SAUDI ARABIA: THE FEUDAL LORD
Saudi Arabia has been helping prop up Pakistan since its inception.
Majority-Sunni Saudi Arabia sees itself as the custodian of Mecca and Medina, the two holiest sites in Islam – and fancies itself as the hegemon of the Muslim world. Its competitor for legitimacy here is Iran – a majority-Shi’ite nation with a rich civilisational history. But Saudi Arabia has a couple of aces up its sleeves – it’s allied closely with the world’s only superpower, and it has cultivated a relationship with Pakistan, so that it can call upon its nuclear technology (and manpower) if needed.
Kabir Taneja says:
“Saudi Arabia has been funding Pakistan since it was formed, pretty much.
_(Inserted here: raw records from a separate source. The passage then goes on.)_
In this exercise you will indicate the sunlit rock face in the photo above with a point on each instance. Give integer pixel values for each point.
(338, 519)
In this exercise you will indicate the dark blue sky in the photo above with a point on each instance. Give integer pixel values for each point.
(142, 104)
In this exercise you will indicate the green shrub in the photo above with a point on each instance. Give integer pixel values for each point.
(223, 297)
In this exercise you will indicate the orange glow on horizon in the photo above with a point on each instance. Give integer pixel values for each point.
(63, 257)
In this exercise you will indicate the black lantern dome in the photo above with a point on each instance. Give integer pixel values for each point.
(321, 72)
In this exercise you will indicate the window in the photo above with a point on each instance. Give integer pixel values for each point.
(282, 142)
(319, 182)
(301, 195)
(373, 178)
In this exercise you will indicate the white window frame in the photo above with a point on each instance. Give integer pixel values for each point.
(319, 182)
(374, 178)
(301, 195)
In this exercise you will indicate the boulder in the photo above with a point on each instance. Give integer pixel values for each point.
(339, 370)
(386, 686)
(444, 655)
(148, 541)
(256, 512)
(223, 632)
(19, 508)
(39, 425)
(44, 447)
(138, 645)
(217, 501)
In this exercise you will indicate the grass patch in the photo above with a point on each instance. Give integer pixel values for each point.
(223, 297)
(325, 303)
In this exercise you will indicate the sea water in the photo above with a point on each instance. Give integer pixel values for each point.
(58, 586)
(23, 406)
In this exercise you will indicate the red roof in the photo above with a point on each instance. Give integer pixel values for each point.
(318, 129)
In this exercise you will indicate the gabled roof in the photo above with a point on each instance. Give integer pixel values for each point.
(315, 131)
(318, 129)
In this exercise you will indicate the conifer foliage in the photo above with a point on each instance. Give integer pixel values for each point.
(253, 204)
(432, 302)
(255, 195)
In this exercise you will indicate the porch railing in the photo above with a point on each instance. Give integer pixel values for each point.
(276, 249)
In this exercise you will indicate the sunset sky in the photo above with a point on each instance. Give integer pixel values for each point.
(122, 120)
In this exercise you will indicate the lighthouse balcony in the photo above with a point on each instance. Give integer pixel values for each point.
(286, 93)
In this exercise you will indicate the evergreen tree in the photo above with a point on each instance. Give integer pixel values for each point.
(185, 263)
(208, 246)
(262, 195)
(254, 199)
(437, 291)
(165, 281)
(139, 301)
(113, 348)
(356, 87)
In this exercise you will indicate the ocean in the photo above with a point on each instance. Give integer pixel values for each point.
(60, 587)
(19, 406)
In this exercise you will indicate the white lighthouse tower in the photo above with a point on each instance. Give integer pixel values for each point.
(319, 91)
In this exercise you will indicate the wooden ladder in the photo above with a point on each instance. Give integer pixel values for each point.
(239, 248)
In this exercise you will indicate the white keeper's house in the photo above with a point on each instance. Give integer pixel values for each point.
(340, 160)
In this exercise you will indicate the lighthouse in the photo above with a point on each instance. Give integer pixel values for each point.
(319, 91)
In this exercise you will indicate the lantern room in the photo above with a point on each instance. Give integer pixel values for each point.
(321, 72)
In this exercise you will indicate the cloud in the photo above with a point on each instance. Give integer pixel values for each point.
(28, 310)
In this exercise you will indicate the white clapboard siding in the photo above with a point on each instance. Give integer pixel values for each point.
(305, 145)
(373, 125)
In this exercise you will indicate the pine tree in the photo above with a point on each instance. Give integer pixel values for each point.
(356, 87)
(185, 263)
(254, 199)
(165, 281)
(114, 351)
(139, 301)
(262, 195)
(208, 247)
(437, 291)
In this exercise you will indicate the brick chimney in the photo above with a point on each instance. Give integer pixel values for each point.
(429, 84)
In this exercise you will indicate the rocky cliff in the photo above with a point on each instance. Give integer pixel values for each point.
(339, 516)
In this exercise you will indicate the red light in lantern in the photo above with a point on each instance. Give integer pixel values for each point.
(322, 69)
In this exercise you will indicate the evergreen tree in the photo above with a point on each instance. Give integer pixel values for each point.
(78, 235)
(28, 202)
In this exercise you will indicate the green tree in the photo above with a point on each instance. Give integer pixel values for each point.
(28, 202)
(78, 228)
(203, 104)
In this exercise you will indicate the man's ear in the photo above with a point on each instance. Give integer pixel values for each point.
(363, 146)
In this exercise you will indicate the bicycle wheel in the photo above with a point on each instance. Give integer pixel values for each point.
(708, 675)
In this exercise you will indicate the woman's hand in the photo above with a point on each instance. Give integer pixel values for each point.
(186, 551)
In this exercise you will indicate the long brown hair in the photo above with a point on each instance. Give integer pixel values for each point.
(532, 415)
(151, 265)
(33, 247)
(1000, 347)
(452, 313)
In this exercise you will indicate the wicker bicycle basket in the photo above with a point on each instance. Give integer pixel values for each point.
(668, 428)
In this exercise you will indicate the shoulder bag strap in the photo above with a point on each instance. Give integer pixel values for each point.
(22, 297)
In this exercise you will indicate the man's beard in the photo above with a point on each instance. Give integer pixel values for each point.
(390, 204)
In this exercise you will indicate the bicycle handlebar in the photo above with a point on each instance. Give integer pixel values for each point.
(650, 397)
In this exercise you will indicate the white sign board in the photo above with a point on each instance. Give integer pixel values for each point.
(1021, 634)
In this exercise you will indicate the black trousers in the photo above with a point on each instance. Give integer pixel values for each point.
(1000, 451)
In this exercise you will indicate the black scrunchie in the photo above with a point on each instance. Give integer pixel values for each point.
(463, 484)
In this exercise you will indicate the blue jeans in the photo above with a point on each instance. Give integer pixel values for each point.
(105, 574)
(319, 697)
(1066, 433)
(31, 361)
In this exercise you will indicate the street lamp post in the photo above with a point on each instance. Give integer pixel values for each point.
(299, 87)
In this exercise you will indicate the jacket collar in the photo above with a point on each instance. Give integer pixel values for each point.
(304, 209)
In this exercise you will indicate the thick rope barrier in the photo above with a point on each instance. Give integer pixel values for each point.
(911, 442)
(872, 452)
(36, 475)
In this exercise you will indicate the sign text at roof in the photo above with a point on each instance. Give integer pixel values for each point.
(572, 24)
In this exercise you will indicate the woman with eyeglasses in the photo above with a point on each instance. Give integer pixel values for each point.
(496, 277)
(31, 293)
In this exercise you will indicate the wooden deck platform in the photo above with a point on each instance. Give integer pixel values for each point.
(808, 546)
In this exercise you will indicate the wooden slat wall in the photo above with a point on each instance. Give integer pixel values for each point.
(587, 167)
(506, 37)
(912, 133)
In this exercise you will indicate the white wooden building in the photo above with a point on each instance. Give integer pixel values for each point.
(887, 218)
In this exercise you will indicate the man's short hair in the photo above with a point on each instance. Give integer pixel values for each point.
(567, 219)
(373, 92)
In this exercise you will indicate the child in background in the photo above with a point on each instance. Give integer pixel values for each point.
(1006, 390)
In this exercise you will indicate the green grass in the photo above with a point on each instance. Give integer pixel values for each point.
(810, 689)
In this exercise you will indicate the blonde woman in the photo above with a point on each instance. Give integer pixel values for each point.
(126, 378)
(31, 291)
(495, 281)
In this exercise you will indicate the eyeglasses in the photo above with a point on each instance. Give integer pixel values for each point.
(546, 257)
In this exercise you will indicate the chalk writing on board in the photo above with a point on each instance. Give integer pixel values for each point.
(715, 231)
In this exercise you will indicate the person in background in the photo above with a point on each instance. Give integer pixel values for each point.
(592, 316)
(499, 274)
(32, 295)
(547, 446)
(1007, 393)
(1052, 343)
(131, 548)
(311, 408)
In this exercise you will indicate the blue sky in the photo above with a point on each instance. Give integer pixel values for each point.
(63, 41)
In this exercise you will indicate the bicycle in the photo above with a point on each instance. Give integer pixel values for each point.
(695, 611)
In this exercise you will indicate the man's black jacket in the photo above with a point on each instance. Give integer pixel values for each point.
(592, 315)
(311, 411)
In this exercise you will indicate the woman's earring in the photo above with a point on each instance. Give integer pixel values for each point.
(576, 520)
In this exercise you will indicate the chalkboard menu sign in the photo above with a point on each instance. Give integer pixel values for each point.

For Saudi Arabia, Pakistan is sort of existential. In case, tomorrow, Iran does acquire a nuclear weapon, it will not take a long time for Saudis to get the same from Pakistan.”
Saudi Arabia did call upon Pakistan’s manpower for the war in Yemen, but they were rebuffed. So why does Saudi continue bailing out Pakistan nonetheless? Omair Ahmad, South Asia Editor of the Third Pole, tells The Quint:
“This former US ambassador to Saudi Arabia had this really lovely phrase – “There are Saudis, and then there are people the Saudis pay to do their work” – not a direct quote. Whether it’s Americans or Pakistanis or anybody else, that is a very strong part of the worldview. ‘If you can buy allies, why not?’ […] The Pakistanis are a key part of Saudi’s large vision vis a vis Iran, and they can’t afford them to be weak or to not follow their instructions. And the one big leverage that Saudi has right now is money, and that’s one big leak for Pak.”
Pakistani PM Khan has also been touring other friendly nations like the UAE and Malaysia in the hope of drumming up more assistance.
As of now, Pakistan is caught between the IMF’s insistence on transparency, and Chinese insistence on opacity – an unenviable tug-of-war to be in.